Die Antwort lag auf der Hand. Die Originale waren nicht auf dem Gelände der Gilde untergebracht.
Offenbar standen sie nur einigen Auserwählten für die Arbeit eines Tages zur Verfügung und wurden für die Nacht an einem sicheren Ort verwahrt. Und die beiden in Schwarz gekleideten Zwerge waren einfach so in Hochturms Arbeitszimmer erschienen, ohne dass jemand sie gesehen hatte. Steingänger. Von diesem einen Wort musste Wynn ausgehen, und in einer Zwergenstadt konnte sie mit den bei der Gilde erlernten Recherchemethoden kaum etwas anfangen.
Die Stämme, Clans und Familien der Zwerge besaßen kaum Dokumente, die sich auf einzelne Personen oder eine Gruppe bezogen. Sie verließen sich meistens auf ihre Oratoren, Dichter, Troubadoure, Bewahrer von Geschichte, Tradition und der Erinnerung an Dinge, die es wert waren, dass man sie nicht vergaß. Wynn musste neue Methoden der Suche entwickeln.

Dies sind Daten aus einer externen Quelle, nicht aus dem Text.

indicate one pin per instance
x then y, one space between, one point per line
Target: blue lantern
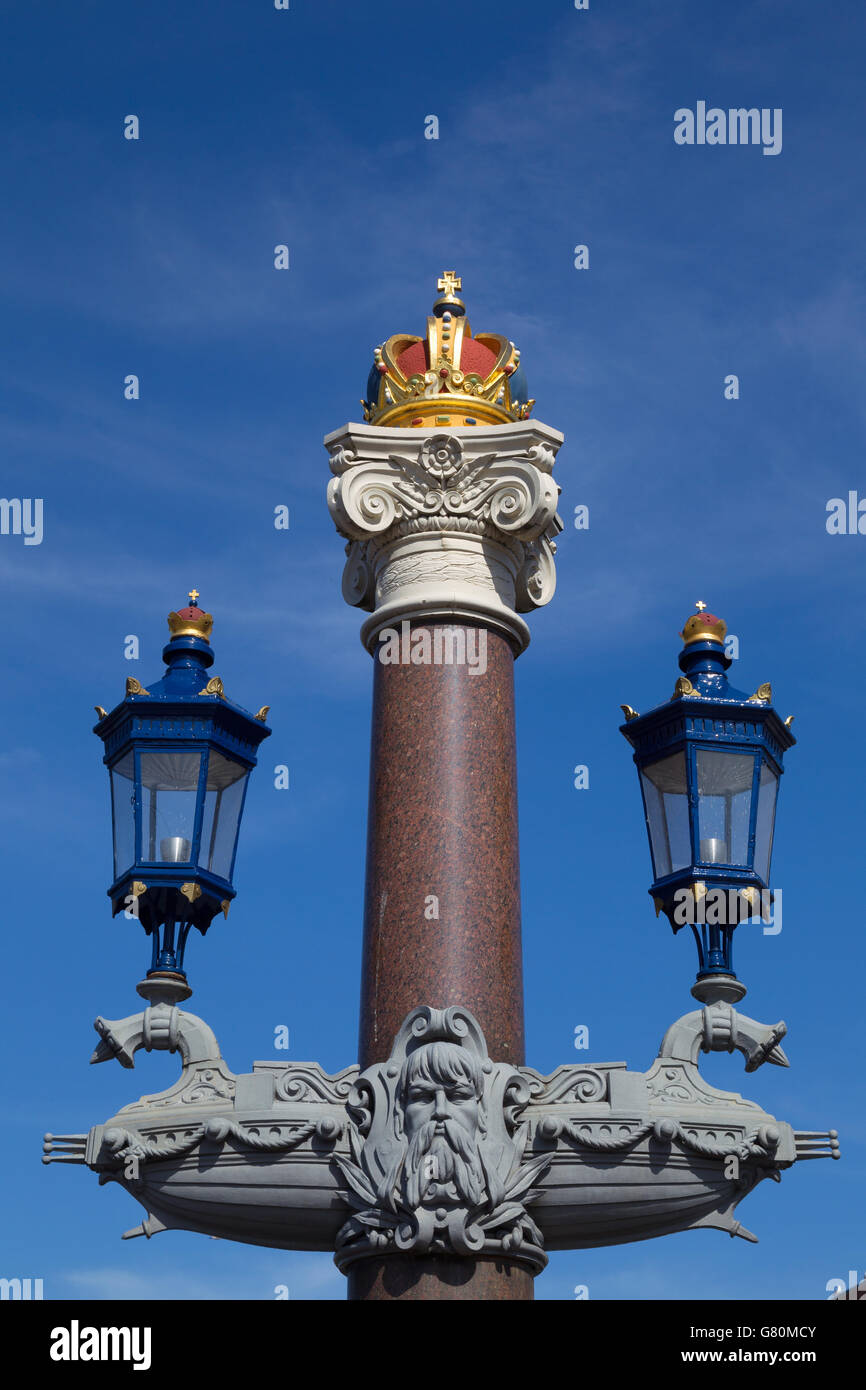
178 755
709 762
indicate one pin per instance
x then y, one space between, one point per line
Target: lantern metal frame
705 713
186 712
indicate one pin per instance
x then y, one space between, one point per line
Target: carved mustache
456 1157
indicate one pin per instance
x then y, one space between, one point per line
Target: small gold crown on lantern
191 622
704 627
449 377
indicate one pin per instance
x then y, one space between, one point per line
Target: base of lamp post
164 987
435 1278
719 988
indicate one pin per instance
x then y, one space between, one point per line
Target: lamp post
709 762
178 755
441 1166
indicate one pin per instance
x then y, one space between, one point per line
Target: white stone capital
456 524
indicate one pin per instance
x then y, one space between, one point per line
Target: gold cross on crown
448 282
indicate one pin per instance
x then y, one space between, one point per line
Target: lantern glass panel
223 802
666 798
724 801
170 784
766 819
123 812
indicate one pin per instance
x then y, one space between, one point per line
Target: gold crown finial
191 622
449 377
704 627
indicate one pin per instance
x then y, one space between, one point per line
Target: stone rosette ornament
438 1154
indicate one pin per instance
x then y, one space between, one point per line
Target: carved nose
441 1111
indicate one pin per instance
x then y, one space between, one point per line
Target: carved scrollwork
306 1082
510 496
259 1139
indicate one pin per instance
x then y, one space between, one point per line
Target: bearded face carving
438 1153
441 1091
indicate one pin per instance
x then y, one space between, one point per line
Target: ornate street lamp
709 762
178 755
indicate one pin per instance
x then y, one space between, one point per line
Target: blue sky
156 257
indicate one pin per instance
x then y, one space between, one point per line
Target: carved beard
458 1162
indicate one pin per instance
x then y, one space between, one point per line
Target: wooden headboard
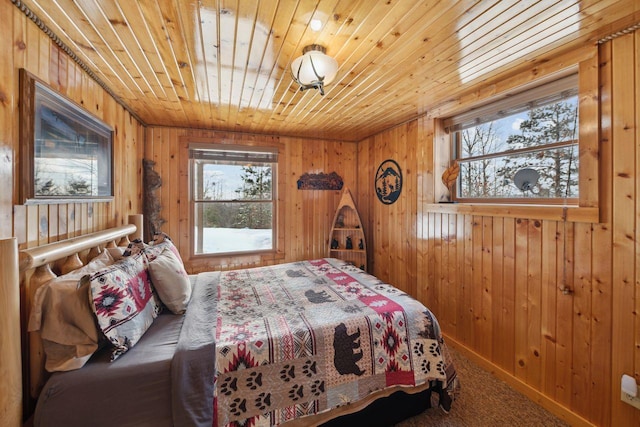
22 359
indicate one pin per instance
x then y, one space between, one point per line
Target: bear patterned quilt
301 338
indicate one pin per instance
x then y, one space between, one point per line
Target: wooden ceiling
224 64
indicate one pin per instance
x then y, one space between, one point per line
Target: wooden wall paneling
636 126
509 308
624 221
582 310
33 228
467 294
167 203
10 363
184 211
534 265
601 326
498 355
52 223
314 241
176 196
521 300
294 203
303 230
486 286
393 141
476 291
452 298
435 301
7 104
548 325
564 349
411 219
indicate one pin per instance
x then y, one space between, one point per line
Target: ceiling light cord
620 33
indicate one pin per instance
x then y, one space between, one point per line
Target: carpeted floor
484 401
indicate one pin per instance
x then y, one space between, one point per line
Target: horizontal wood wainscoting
304 216
550 306
26 46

Nach kurzer Suche fand Wynn den Flur, der zum Hauptraum des Tempels führte, und dort zögerte sie vor dem Haupttor. Der große, runde Raum war noch immer hell vom Licht der metallenen Spiegel unter der Decke. Wynn betrachtete die große Statue, die eine Hand ausgestreckt hatte, als wollte sie … etwas anbieten?
Schatten knurrte, und Wynn stellte fest, dass die Hündin in die andere Richtung sah.
»Ah, Klöpfel sprach von Besuchern.«
Wynn drehte sich zu einer Zwergin in einem orangeroten Gewand um.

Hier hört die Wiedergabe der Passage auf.